Die deutsche Medien haben während der Flüchtlingskrise in Deutschland bei der kritischen Berichterstattung versagt.

„Zu diesem Ergebnis kommt eine Studie, die die Otto Brenner Stiftung (Frankfurt am Main) am 24. Juli veröffentlichen wird. Der Wochenzeitung „Die Zeit“ (Erstverkaufstag: 20. Juni) liegt sie vorab vor. Untersucht wurden von Februar 2015 bis März 2016 Berichte aus der Frankfurter Allgemeinen Zeitung, der Süddeutschen Zeitung, der Welt, der Bild und aus Regionalzeitungen. Die großen Fernsehsender wurden nicht einbezogen (Warum nicht?). (Idea.de)

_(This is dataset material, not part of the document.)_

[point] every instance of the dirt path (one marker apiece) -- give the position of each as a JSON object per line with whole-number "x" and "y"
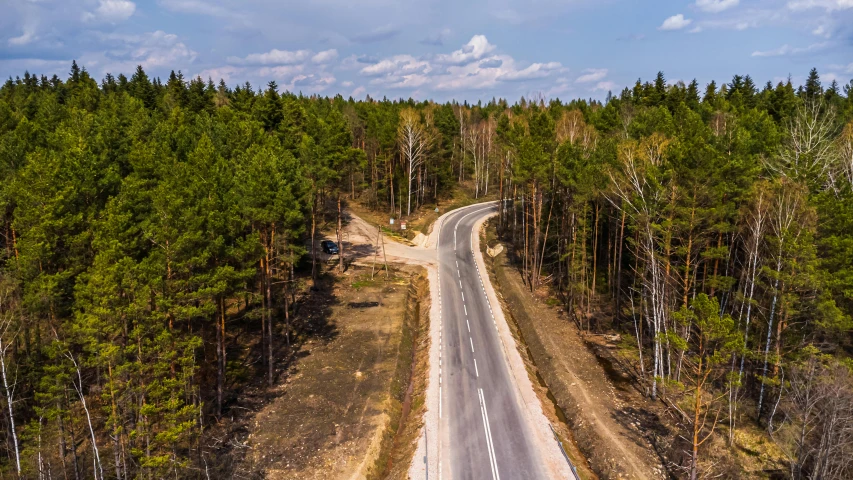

Kommentar dazu: „Mir scheint, ein probates Mittel der politischen Beeinflussung ist der Versuch der Gleichschaltung der Bevölkerung durch die öffentlich-rechtlichen Medien, die den Bürgern tagtäglich eintrichtern, was sie zu glauben, zu wissen und zu denken haben (Klima, Flüchtlinge, gewalttätiger Linksextremismus, das tägliche „Trump-Bashing“ u.a.). Wichtige Dinge werden entweder gar nicht veröffentlicht oder im TV tröpfchenweise erst zu sehr später Stunde, obwohl der arbeitende Durchschnittsbürger um 22 Uhr zu Bett geht. Die zahllosen Talk-Runden ergänzen diese Einseitigkeit. So werden Kritiker der jetzigen politischen Linie oft im Verhältnis eins zu vier eingeladen mit dem Versuch, sie zu desavouieren. Führungspersonen der AfD, die etwa zehn Prozent der Bevölkerung vertreten, werden grundsätzlich nicht eingeladen und geächtet, obwohl das Programm der Partei durchaus diskussionswürdig ist. Hier erweisen sich besonders DLF und WDR als unausgewogen und parteiisch. Das gilt auch für Interviews, wo vor allem LINKSGRÜNE ausführlich zu Wort kommen. Ebenso ist der Pressespiegel linkslastig. Dort werden vor allem SZ, FR, TAZ und andere links-liberale Zeitungen zitiert.“ Johannes 3,16

Der Volksmund birngt es auf den Punkt: Lügenpresse.